La culture "n'est pas un supplément d'âme"   , un alibi, un domaine subalterne et marginal, un luxe que l'on peut se payer pour redorer le blason de la gauche. La décentralisation est un moyen de déléguer aux acteurs de terrain la charge de mener des actions efficaces et concrètes, de faire preuve d'initiatives audacieuses ; elle n'exonère pas pour autant l'Etat de mener une politique culturelle ambitieuse, solidaire des projets portés par la gauche en matière d'éducation. "L'instauration obligatoire d'un enseignement de l'histoire des arts préconisé par le gouvernement n'est pas la seule solution, et rien n'a été prévu pour assurer cet enseignement – pas de concours de recrutement comme l'agrégation pour des historiens de l'art". L'État doit affirmer son rôle de régulateur en investissant dans le domaine du spectacle vivant. "Pourquoi ne pas créer aussi un grand musée du théâtre, qui réunirait maquettes, décors, costumes, textes et projections de grandes mises en scène ? Qu'un tel lieu n'existe pas déjà ne laisse pas d'étonner : on en trouve dans tous les grands pays européens". Pierre Moscovici plaide pour "une Europe de la culture", en citant une phrase attribuée à Jean Monnet : "Si l'Europe était à refaire, je commencerais par l'Europe artistique". Il est encore temps de pallier cette faute originelle en favorisant les échanges culturels entre les pays de l'Union Européenne grâce à des actions précises listées par Pierre Moscovici : "Inscrire dans le cahier des charges de tous les établissement culturels nationaux la création, chaque année, d'un programme européen ou coproduit avec un de leurs homologues européens" ; "accueillir en résidence des artistes européens" ; "proposer à des grands artistes européens la direction de certains de nos établissements publics culturels" ; "soutenir le surtitrage de tous les spectacles".

La catastrophe de Fukushima a non seulement vacillé les expertises et les certitudes quant au développement massif de l'énergie nucléaire, mais elle a marqué de façon irrémédiable l'imaginaire collectif. Dans ces conditions, il serait imprudent et démagogique de créer un référendum sur la question : on ne gouverne pas dans la "psychose". Pour autant, en matière d'énergie, la transparence ne peut pas être un drapeau que l'on agite vainement. Un débat public serein doit être organisé, en évitant ainsi que la discussion d'en "reste confinée à des cercles d'experts"   .

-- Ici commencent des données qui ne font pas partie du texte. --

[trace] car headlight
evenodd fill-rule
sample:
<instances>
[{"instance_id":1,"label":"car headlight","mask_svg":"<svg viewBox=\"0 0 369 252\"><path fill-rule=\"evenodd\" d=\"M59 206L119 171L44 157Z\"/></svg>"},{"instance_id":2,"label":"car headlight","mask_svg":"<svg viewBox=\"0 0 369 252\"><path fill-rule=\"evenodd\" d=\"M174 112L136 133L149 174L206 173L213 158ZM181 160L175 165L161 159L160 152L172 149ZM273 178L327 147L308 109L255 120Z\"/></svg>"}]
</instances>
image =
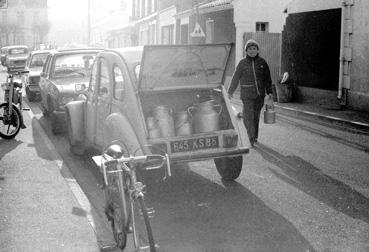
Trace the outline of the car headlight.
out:
<instances>
[{"instance_id":1,"label":"car headlight","mask_svg":"<svg viewBox=\"0 0 369 252\"><path fill-rule=\"evenodd\" d=\"M84 83L82 84L76 84L76 92L83 92L84 90L86 90L86 85Z\"/></svg>"},{"instance_id":2,"label":"car headlight","mask_svg":"<svg viewBox=\"0 0 369 252\"><path fill-rule=\"evenodd\" d=\"M60 101L60 103L59 103L60 105L65 105L68 102L74 101L74 97L72 97L72 96L62 96L59 101Z\"/></svg>"}]
</instances>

Le partenariat avec Europe Ecologie-les Verts est essentiel pour permettre à la gauche de gouverner. Encore faut-il s'accorder sur le contenu de cet accord comme sur les mots : parler de "décroissance" est maladroit. Débarrassons la "croissance" du préfixe privatif qui la condamne à l'anachronisme pour lui accoler des qualificatifs plus pertinents : une croissance "sélective", "durable" est elle susceptible de remporter une adhésion large, par-delà les clivages partisans.

Classe politique : devoir d'inventaire

Cet essai témoignage d'un véritable effort de pédagogie et de lucidité. Il faut être sensible aux adjectifs pour deviner la part des déceptions personnelles ou le regard ironique de Pierre Moscovici sur l'un ou l'autre de ses "compagnons" politiques. Ségolène Royal a un "charisme particulier"   ; "le Parti Communiste et le Parti de Gauche sont plus que souvent rugueux"   . Le portrait de Jean-Pierre Chevènement n'est pas moins sévère : "Par-delà la séduction qu'il peut exercer et que l'humour accroît, il est aussi capable d'une incroyable condescendance et d'une singulière mesquinerie, lorsqu'il descend du ciel des idées pour traiter des intérêts politiques, nationaux ou locaux"   . Dominique de Villepin : "le flamboiement de son verbe" est "parfois marquant" mais "souvent creux et abscons". Ce "réformateur serein" "voue une haine intranquille" à Nicolas Sarkozy. Cela ne suffit pas à faire un opposant crédible, tout juste un "Don Quichotte", "un esthète et un maître des mots" qui harangue le peuple avec fougue faute d'avoir reçu de lui une quelconque légitimité gagnée à l'occasion d'une élection.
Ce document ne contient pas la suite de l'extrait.